Learn something new.

Try making something new. You have been making beautiful candles that sell very well. However have you ever made lip balm or lotion bars? What about making mead or honey beer? Look at the books and equipment available in the equipment suppliers’ catalogs for doing any of those. It’s Winter now so you are not very busy with bees. It’s a good time to get out of a rut.

Learn about other pollinators and other stinging insects. We know our honey bees are in trouble, but so are bumble bees and the numerous ‘pollen bees.’ You have probably had questions about carpenter bees and been called about capturing ‘those bees’ that turned out to be yellowjackets.

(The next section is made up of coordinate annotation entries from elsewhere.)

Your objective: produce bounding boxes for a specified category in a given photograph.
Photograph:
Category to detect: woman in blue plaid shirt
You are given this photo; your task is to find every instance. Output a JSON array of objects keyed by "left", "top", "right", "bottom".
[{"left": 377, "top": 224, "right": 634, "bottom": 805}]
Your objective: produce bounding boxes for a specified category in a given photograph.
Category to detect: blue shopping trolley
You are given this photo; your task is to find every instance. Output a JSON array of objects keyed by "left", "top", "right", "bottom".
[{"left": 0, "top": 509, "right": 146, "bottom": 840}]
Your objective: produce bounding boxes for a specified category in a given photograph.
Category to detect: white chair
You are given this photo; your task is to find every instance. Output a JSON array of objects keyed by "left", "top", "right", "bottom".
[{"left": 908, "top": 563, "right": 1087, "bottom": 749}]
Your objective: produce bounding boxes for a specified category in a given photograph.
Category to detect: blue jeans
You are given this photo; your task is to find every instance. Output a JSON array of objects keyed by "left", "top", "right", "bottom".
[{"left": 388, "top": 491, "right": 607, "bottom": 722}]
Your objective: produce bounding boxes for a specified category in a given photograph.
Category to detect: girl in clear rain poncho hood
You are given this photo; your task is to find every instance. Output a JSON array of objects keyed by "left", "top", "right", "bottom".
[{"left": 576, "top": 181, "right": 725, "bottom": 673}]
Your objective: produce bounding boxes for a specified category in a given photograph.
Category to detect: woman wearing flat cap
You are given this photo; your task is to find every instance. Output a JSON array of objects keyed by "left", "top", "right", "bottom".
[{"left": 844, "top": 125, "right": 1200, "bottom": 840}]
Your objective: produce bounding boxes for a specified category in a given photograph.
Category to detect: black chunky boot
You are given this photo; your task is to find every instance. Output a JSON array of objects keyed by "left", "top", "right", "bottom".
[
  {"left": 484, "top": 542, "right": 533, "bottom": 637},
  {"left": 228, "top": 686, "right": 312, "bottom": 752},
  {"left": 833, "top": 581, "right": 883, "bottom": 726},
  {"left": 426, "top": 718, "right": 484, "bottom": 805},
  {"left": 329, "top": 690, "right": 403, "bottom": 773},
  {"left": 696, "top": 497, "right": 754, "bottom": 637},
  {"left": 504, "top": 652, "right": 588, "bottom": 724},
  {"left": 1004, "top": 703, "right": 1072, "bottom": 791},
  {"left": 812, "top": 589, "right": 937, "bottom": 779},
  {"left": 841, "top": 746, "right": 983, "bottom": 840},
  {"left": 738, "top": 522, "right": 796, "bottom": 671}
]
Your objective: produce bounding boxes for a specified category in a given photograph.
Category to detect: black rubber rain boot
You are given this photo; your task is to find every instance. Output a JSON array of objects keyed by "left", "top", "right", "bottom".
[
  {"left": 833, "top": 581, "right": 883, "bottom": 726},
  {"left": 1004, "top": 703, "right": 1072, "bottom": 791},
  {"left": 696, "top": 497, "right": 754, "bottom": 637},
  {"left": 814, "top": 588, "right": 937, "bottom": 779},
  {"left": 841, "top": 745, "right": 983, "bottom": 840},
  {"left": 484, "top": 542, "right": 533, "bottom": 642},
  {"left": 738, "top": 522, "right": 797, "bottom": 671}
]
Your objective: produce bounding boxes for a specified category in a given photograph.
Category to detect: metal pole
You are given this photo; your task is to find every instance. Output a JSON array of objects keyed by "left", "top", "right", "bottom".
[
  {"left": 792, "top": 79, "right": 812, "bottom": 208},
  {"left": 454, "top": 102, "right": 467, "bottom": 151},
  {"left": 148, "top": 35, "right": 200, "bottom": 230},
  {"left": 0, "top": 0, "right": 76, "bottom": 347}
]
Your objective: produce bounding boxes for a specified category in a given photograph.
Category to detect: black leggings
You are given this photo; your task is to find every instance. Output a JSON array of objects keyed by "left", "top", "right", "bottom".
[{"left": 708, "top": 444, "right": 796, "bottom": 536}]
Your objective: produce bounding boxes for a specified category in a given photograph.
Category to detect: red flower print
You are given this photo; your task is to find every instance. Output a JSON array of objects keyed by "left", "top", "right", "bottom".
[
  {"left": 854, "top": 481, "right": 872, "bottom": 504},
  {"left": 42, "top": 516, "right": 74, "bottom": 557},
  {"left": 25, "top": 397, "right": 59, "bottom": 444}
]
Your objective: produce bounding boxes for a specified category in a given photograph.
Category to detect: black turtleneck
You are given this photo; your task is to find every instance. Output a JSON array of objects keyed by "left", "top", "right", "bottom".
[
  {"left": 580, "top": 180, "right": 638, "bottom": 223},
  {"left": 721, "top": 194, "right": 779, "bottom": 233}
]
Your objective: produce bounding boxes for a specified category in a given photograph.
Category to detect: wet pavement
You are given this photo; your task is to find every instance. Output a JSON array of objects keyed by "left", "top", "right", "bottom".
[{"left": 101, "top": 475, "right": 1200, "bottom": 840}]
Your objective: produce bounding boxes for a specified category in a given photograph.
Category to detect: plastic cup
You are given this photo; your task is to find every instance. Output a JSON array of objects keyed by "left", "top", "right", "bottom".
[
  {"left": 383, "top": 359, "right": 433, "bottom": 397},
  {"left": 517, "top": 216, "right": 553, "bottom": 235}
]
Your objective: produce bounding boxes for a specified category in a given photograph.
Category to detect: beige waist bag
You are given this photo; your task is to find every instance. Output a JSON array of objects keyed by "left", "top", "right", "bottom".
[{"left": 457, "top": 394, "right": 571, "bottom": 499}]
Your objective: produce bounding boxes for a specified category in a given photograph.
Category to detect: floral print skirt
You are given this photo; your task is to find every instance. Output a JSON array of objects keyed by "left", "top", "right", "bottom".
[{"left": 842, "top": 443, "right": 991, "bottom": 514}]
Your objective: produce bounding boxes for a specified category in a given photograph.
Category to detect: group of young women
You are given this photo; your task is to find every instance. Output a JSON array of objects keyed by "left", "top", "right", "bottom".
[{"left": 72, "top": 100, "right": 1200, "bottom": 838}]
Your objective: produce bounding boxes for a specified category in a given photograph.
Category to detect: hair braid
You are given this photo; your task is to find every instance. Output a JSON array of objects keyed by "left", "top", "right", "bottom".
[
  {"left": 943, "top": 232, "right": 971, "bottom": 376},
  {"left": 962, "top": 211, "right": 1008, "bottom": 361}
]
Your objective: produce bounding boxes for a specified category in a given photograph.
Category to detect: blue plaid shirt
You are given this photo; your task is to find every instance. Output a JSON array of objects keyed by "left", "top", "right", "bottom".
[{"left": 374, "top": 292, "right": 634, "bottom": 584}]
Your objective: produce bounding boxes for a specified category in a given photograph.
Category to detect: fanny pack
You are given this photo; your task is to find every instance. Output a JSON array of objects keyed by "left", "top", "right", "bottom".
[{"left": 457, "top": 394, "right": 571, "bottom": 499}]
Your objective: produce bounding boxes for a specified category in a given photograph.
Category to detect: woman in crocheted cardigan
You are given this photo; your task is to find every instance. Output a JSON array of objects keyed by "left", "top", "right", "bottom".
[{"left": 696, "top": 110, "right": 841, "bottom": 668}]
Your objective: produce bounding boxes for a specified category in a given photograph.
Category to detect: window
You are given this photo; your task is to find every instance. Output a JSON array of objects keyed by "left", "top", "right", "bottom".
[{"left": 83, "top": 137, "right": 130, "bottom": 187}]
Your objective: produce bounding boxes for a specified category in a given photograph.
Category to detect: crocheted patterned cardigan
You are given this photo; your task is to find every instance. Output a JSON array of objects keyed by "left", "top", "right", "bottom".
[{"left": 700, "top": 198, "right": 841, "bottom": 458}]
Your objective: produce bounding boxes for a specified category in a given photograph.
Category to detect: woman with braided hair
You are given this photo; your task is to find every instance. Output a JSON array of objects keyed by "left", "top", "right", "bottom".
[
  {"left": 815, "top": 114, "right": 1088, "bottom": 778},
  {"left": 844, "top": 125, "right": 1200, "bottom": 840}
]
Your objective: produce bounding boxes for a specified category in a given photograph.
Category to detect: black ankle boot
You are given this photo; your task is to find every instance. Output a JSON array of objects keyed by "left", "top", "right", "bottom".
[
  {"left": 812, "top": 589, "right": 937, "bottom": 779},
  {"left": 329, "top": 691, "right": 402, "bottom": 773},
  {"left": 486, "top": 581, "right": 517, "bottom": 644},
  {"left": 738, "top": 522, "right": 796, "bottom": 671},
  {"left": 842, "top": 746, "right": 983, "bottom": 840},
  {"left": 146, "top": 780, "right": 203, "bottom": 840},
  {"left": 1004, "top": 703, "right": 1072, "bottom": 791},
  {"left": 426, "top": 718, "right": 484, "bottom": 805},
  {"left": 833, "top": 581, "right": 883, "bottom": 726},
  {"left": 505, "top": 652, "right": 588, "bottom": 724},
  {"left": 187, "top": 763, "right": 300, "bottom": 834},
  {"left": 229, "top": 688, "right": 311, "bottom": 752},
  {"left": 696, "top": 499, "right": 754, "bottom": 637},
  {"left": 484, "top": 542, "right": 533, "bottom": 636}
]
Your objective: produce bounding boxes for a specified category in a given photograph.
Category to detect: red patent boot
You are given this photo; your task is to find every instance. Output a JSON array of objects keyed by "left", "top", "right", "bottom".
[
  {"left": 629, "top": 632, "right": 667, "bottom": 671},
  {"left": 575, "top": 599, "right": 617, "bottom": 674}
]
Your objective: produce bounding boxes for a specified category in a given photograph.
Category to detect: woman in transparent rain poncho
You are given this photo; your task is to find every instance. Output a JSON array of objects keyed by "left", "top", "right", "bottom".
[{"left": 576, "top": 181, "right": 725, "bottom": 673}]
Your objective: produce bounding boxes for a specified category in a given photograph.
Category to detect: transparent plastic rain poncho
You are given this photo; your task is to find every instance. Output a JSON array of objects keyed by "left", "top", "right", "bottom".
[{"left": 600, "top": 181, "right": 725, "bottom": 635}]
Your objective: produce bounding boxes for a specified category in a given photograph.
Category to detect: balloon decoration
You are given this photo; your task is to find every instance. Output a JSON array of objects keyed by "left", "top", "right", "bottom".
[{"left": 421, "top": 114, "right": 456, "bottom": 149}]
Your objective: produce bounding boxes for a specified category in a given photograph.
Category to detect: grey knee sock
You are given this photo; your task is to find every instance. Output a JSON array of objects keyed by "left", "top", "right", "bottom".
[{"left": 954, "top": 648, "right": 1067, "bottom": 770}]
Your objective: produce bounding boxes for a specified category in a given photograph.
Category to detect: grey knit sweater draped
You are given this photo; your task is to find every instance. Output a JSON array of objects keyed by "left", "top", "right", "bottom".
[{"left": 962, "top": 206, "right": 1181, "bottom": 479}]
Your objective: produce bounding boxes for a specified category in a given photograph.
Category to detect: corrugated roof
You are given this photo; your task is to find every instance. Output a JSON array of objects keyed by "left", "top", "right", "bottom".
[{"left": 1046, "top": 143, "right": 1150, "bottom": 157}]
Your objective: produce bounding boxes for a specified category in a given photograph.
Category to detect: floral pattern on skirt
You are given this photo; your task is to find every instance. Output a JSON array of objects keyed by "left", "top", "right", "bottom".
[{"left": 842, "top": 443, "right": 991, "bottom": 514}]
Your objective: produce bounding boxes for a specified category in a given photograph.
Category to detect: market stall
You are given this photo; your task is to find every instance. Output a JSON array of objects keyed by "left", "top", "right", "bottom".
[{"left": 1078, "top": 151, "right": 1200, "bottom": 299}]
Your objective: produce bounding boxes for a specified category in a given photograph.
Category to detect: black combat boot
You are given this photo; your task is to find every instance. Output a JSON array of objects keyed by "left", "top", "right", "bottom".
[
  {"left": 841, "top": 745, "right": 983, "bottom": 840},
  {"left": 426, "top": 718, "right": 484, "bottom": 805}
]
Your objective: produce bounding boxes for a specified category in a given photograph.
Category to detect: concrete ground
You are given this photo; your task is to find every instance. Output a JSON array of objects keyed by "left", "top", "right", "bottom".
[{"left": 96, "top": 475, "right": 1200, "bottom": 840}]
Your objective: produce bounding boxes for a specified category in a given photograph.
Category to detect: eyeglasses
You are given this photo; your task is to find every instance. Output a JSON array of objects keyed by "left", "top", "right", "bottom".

Even if you live outside the range of Africanized bees you probably have been asked about ‘Killer Bees.’

We think about the environmental problems our honey bees have but those problems also affect other pollinators and predators, such as wasps and yellowjackets. As beekeepers we need to give good information about them when asked questions. Can you give the same useful information about bumble bees –their yearly life style, different sizes (species), and why they need to be protected?

This Winter is a good time to become knowledgeable about all these critters and their value. Much information can be found on the Internet and in some books. A fairly new, small, inexpensive publication, Wasp and Bee Management, by Jody Gangloff-Kaufmann, has concise information about various bees and wasps. It can be ordered from PALSpublishing@cornell.edu.

Participate in local and state association activities. These associations bring speakers to provide beekeepers with new ideas and new research results. At large meetings equipment suppliers will be happy to bring you pre-ordered supplies to save you freight costs. Meetings are a good place to share beekeeping information – what worked and what didn’t.

If you have been attending these meetings are you one of those who arrive at the last minute and leave immediately when the Chair said ‘meeting adjourned?’ Perhaps you could help in some way, either before, or during or after the meetings. Help could be as simple as putting away a few chairs or tables, arranging door prizes or bringing some refreshments. Associations, large or small, are always better with more participation.

Bee Prepared. Get organized! Mend, repair and paint equipment before it is needed. Buy supplies before they are needed. Have honey supers ready before the blossoms burst. Rotate out old comb. Keep apiary clean. Make sure bear fence is working before the bears wake up. Plan management strategy before the bee season starts.

Read something in every issue of Bee Culture. If your excuse is ‘don’t have time’ then read the list of articles and authors to pick out the ones that seem most important at the moment. Don’t forget the editorials and Book Reviews (you might find an idea for a birthday present), Look at the advertisements – you might see something you forgot to order. If the football game is more important, read during the time outs and commercials. Be informed to be a Better Beekeeper!

Ann Harman makes and keeps her New Year’s Resolutions at her home in Flint Hill, Virginia.